Learning Over-Parametrized Two-Layer ReLU Neural Networks beyond NTK
Yuanzhi Li, Tengyu Ma, Hongyang R. Zhang
TL;DR
This work analyzes gradient descent for an over-parameterized two-layer ReLU network trained on Gaussian inputs to learn a ground-truth network f^*(x)=a^T|W^*x| with orthonormal W^*. It develops a two-stage infinite-width analysis that decomposes the population loss into an infinite sum of tensor Decompositions, showing Stage 1 reduces 0th and 2nd order terms before higher-order terms enable recovery of the ground-truth weights, followed by a finite-width reduction that preserves these dynamics with polynomial-width samples. The authors prove a separation from polynomial-size kernel methods (NTK) by showing population loss L̂(Ŵ)=O(1/d^{1+Q}) while kernels incur Ω(1/d); simulations corroborate stage-wise convergence and highlight the necessity of sufficient over-parameterization.

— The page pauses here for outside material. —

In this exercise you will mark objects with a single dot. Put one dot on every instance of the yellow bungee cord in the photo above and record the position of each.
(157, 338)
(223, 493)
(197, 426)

The results advance understanding beyond NTK by leveraging higher-order tensor decompositions to achieve tighter generalization and successful learning under gradient dynamics.
Abstract
We consider the dynamic of gradient descent for learning a two-layer neural network. We assume the input $x\in\mathbb{R}^d$ is drawn from a Gaussian distribution and the label of $x$ satisfies $f^{\star}(x) = a^{\top}|W^{\star}x|$, where $a\in\mathbb{R}^d$ is a nonnegative vector and $W^{\star} \in\mathbb{R}^{d\times d}$ is an orthonormal matrix. We show that an over-parametrized two-layer neural network with ReLU activation, trained by gradient descent from random initialization, can provably learn the ground truth network with population loss at most $o(1/d)$ in polynomial time with polynomial samples. On the other hand, we prove that any kernel method, including Neural Tangent Kernel, with a polynomial number of samples in $d$, has population loss at least $Ω(1 / d)$.